In sostanza, a subire la perdita maggiore del potere d’acquisto sono i lavoratori a basso reddito perché sono quelli che spendono la parte più importante del loro salario in beni e servizi di prima necessità, tipo l’alloggio, l’energia e i beni alimentari. Dice ancoraa l’Ilo: «Per questi lavoratori un adeguamento dei salari solo sulla base dell’Ipc generale, le cui variazioni sono state meno severe rispetto agli altri due indici, comporta una perdita di potere d’acquisto».

E ancora: «Nel caso dell’Italia dove non esiste un salario minimo legale i salari vengono fissati attraverso la contrattazione collettiva. Le retribuzioni orarie nominali calcolate su una media dei Ccnl negli ultimi 10 anni sono aumentate del 15%. I termini reali le retribuzioni hanno subito una perdita del 5% e prodotto un calo del potere d’acquisto dei lavoratori».

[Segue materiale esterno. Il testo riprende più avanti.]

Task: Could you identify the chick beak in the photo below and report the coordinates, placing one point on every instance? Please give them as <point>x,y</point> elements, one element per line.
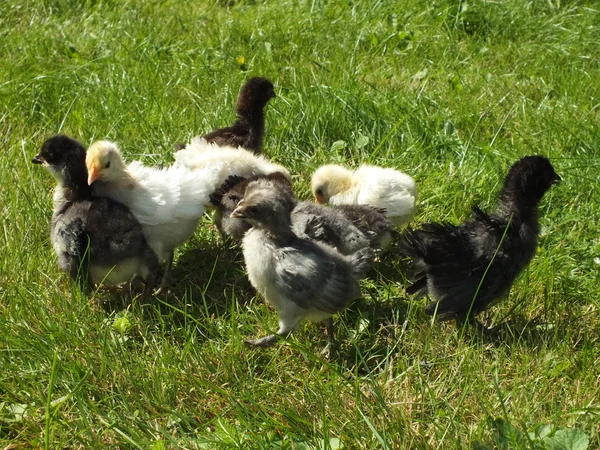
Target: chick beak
<point>238,213</point>
<point>93,174</point>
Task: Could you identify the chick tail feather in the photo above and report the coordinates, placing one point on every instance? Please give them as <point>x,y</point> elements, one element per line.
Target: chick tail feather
<point>361,261</point>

Duro è il commento di due europarlamentari del Movimento 5 Stelle, Pasquale Tridico e Carolina Morace che scrivono in una nota congiunta: «I dati del rapporto mondiale sui salari rappresentano una doccia fredda per la premier Meloni e la ministra Calderone, che finora hanno sempre negato l’emergenza salari da fame nel nostro Paese. Nell’ultimo triennio il caro energia e l’alta inflazione sui beni di primo consumo hanno provocato un crollo dei salari reali di oltre il 4%, una prova del fatto che l’azione del Governo per contrastare l’aumento dei prezzi è stata totalmente fallimentare».